Fort Laramie is actually located 120 miles northeast of the town of Laramie, and is unique in that it’s home to the Fort Laramie National Historic Site. Fort Laramie dates back to the early-1800s when it was a trading and military post, and an important stop for those traveling the Oregon Trail. Today, it’s a great example of preserved history from the 1800s, featuring a visitor center located in the restored 1884 Commissary Storehouse, canons, and a number of historic buildings along the confluence of the North Platte and Laramie Rivers.


Guernsey, where I stumbled upon the nearby Guernsey State Park, was perhaps the most unexpected surprise of my trip. After taking a left into the park, it isn’t long before you’re peering over canyon walls to the lake far below, where boats and jet skis speed by. Further up is a campsite dotted by several yurts overlooking the lake, and just beyond that, a “castle,” which is technically a two-story picnic area in the shape and style of a castle, perched high on a bluff overlooking the lake. All told, Guernsey State Park has several campgrounds around the lake and a number of hiking trails.

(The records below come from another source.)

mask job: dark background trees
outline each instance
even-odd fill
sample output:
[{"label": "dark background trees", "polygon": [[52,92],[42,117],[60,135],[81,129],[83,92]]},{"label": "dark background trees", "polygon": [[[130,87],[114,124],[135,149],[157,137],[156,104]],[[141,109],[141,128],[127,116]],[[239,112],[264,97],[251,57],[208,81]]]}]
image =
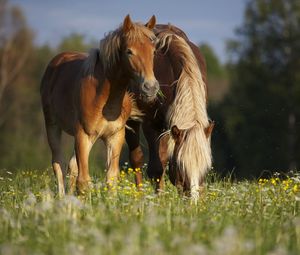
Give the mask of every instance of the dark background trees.
[{"label": "dark background trees", "polygon": [[236,35],[228,43],[230,91],[212,111],[220,124],[215,164],[239,177],[295,170],[300,163],[299,1],[249,1]]},{"label": "dark background trees", "polygon": [[[199,45],[207,61],[209,114],[216,122],[212,147],[217,171],[257,177],[264,170],[299,167],[299,24],[297,0],[248,1],[243,24],[228,42],[227,63],[208,44]],[[57,52],[97,46],[81,34],[63,38],[57,47],[37,46],[33,39],[22,10],[0,0],[0,169],[50,165],[40,78]],[[72,143],[68,136],[64,139],[69,156]],[[104,167],[104,158],[97,145],[92,165]]]}]

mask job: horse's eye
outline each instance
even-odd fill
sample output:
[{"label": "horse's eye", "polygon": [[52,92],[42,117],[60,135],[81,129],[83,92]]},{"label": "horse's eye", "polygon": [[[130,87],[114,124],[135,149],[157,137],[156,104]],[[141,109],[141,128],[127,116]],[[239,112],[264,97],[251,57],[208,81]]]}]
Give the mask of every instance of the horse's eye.
[{"label": "horse's eye", "polygon": [[133,52],[132,52],[132,50],[131,50],[131,49],[127,49],[126,53],[127,53],[127,55],[128,55],[128,56],[131,56],[131,55],[133,55]]}]

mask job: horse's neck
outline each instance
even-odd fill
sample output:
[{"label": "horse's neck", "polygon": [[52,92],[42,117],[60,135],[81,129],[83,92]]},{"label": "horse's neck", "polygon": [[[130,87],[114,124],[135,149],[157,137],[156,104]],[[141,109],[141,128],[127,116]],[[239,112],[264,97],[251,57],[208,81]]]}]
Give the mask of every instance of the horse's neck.
[{"label": "horse's neck", "polygon": [[168,50],[168,54],[166,57],[169,58],[169,61],[172,66],[174,81],[177,81],[182,72],[182,62],[180,57],[178,57],[178,53],[176,51],[176,47],[174,45],[170,45],[170,49]]}]

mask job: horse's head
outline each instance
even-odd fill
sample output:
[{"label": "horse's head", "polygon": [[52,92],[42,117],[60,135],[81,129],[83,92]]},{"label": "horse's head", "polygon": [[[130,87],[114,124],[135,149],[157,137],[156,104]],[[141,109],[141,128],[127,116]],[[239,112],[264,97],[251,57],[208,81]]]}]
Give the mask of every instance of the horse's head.
[{"label": "horse's head", "polygon": [[145,25],[132,23],[127,15],[122,26],[121,59],[130,74],[130,90],[145,102],[153,101],[159,90],[153,71],[156,37],[152,29],[155,22],[155,16],[152,16]]},{"label": "horse's head", "polygon": [[210,151],[207,151],[210,146],[205,143],[210,143],[214,125],[214,122],[210,122],[204,129],[190,130],[177,126],[171,128],[170,181],[192,197],[198,196],[204,173],[211,165]]}]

The drive westward to Casper has several great stops, the first of which is just past Douglas; it is the Ayers Natural Bridge Park. The natural bridge is one of only a few in America, spanning across the LaPrele Creek. On the day I visited, kids were playing in the creek below, while others were climbing to the top for a bird’s-eye view. The area also features a campground just beyond the bridge. Just west is the appropriately-named Glenrock, home to the Paleon Museum, which, as the name presumes, is a paleontological museum with a wide variety of collections and exhibits. Most unique to the museum are the dig schools and dig days, when guests can go out to actual dig sites.

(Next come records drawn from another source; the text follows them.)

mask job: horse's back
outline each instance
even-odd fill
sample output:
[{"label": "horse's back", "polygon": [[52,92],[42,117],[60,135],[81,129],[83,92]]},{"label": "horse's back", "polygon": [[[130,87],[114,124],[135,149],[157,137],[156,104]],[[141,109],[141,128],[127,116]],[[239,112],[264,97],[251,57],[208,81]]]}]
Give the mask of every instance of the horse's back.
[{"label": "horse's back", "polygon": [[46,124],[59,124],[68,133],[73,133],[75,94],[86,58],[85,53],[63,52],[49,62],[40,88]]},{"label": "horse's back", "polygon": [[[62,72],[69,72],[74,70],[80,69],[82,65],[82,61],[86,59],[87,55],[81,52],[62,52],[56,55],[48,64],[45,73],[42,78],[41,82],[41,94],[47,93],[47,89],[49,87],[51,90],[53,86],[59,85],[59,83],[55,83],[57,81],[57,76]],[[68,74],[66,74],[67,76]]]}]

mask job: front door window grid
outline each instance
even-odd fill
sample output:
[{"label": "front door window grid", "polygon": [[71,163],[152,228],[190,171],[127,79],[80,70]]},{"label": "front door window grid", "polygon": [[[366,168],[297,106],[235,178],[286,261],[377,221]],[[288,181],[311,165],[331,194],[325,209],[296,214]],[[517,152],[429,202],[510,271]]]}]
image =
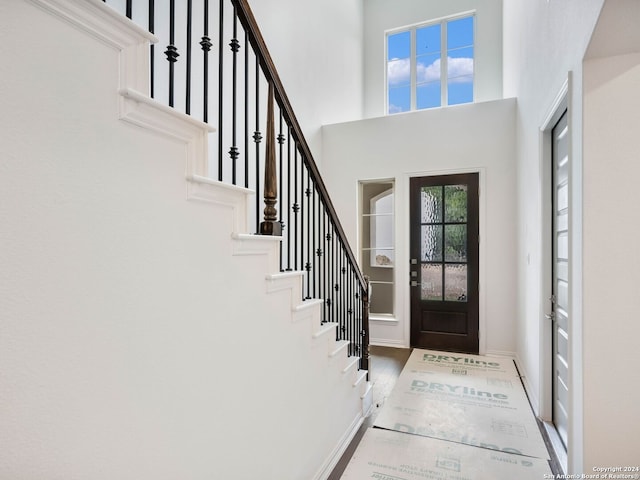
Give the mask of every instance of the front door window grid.
[{"label": "front door window grid", "polygon": [[421,296],[467,301],[467,186],[421,189]]}]

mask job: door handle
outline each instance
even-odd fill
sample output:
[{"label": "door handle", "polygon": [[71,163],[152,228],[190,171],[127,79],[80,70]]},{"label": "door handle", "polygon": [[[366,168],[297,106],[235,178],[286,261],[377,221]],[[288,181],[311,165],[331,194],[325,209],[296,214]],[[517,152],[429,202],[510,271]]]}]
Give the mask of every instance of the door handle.
[{"label": "door handle", "polygon": [[417,287],[418,286],[418,282],[416,282],[415,280],[411,280],[411,286],[412,287]]},{"label": "door handle", "polygon": [[544,318],[546,318],[547,320],[551,320],[552,322],[555,322],[556,321],[556,314],[555,314],[555,312],[547,313],[547,314],[545,314]]}]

I arrived in Casper late on a Saturday afternoon, beginning at the National Historic Trails Interpretive Center, to find a Buffalo Soldiers re-enactment starting. Buffalo Soldiers became known in the late-1800s as African American regiments, but were officially recognized by Congress as the first peacetime all-black regiments in the U.S. Army.

I also discovered that day that, like Cheyenne, Casper is a great food and drink town. This includes the Wonder Bar, a bar and grill that dates back to 1934 and even has its own microbrewery. Elsewhere, there’s Backwards Distilling Company, which does tours, but also has a craft cocktail bar. Just outside of Casper was FireRock, a restaurant known for its steaks and was hopping on a Saturday evening, with couples and families having steak and seafood dinners in the large dining area, and others, like myself, bellied up to the bar for Wyoming craft beers and cocktails.

In many respects, Casper is considered the gateway to the Grand Tetons, as it’s just a few hours west on Highway 25 to the Grand Tetons from Casper.